Local author to hold book signing
A local man has made his foray into the world of publishing.
Ron Louthan of Fairfield published his first book last month titled “The Unlikely Confederacy of Hoggy, Froggy and Ernie.” The book is aimed at children although Louthan said his target age was anywhere from 5 to 85 years old.
The three names in the title refer to the three main characters in the book, who are a pig, a frog and a woodpecker. The story is set in southern California, which is coincidentally where the author grew up.
Louthan will conduct a book signing at 2 p.m. Saturday inside Revelations Café & Book Store.
The storyline of the book is that the three characters hop on a three wheeled motorcycle and head from Swami Beach to the redwood forests of Big Sur in west central California. Along the way, they get in all manner of trouble. They get caught in a magnitude 8 earthquake, are then followed by a bounty hunter and get caught in the middle of a 9,000-year blood feud with a group of shape-shifters.
Louthan set the story in his native California, where his roots go back four generations. He said he has a deep affinity for the Golden State.
“California is really cool,” he said. “I spent most of my time in California at the beaches in Los Angeles. I can’t imagine going back to live there, however. I’m seriously thinking about moving to Australia because I have friends there and it seems like a nice place to spend your time hanging out at the beach.”
Louthan said it’s difficult to say how long he spent writing the book. In one sense, it took two months, because that’s how long he spent writing the manuscript. In another sense, Louthan has been composing the book in his mind for the past 10 years.
The idea for his book began in 2003 when Louthan was staying at Big Sur Inn in California. The Big Sur Inn, just like many real-life landmarks in California, appears in the book as well. Louthan saw a journal in his room which was left there for guests to write whatever they liked.
“I started writing a page about a frog and a pig who were hitchhiking to Big Sur and got picked up by a woodpecker on a motorcycle,” he said.
Louthan said he did not know where the idea of three traveling animals came from. At the time he wrote that journal entry, Louthan was not thinking of turning the idea into a full-fledged novel.
However, the hog, frog and woodpecker refused to leave Louthan’s imagination. He began to wonder if the rough sketch he outlined in the journal could be made into a story for children.
“I thought hitchhiking on a motorcycle is not a good idea for children,” he said. “What if they weren’t hitchhiking? What if they were all going together and they took off on a three-wheeled motorcycle?”
Louthan realized that he had to find a reason for the three animals to get together, so he created a backstory for each one.
“What is a woodpecker doing riding a motorcycle?” he asked rhetorically. “He can’t fly.
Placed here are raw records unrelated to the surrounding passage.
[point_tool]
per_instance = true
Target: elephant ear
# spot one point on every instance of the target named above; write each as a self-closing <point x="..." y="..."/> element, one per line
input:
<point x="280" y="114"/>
Why can’t he fly? He has to have a backstory. Why did this pig run away from home? Why are the pig and the frog friends?”
Two years ago, he began writing notes on how he could flesh out the characters and the plot.
“I thought it would be a good 15-20 page picture book with a basic story about these three animals traveling up the California coast,” he said.
As Louthan read other books, he found words he wanted to incorporate into his own book, so he jotted them down. He would think of short exchanges between the characters and write those down, too. Within a year, he had 200 pages of notes.
“When I sat down to write it, it only took about 6-8 weeks because I had the whole story in my head,” he said.
Louthan gave the first draft to a film producer to critique. The producer advised Louthan that the story needed more action.
“What he meant by that was that the story needed violence,” Louthan said. “He wanted to make it more like an action movie. I told him it was not about violence and action. He said, ‘Okay, what it needs is an edge and a mystery to it.’”
Louthan took the producer’s advice to heart and introduced the evil shape-shifters and a bounty hunter who was pursuing the three main characters.
“It turned out to be a much better story,” he said.
The book is the first piece of writing Louthan has ever published. He attended the University of Oregon and UCLA, and during his college years he wrote a little bit of poetry.
“I was an English major, and I concentrated mostly on reading,” he said. “In my classes, I didn’t do any creative writing at all.”
Louthan said he has already amassed 30-40 pages of notes for a sequel, and he has an idea for the plot of the third book in the series. In fact, he has names picked out for the next two books. The second will be called “The Flibbertigibbety Doppelganger” and the third will be called “JuJu and Gris Gris.”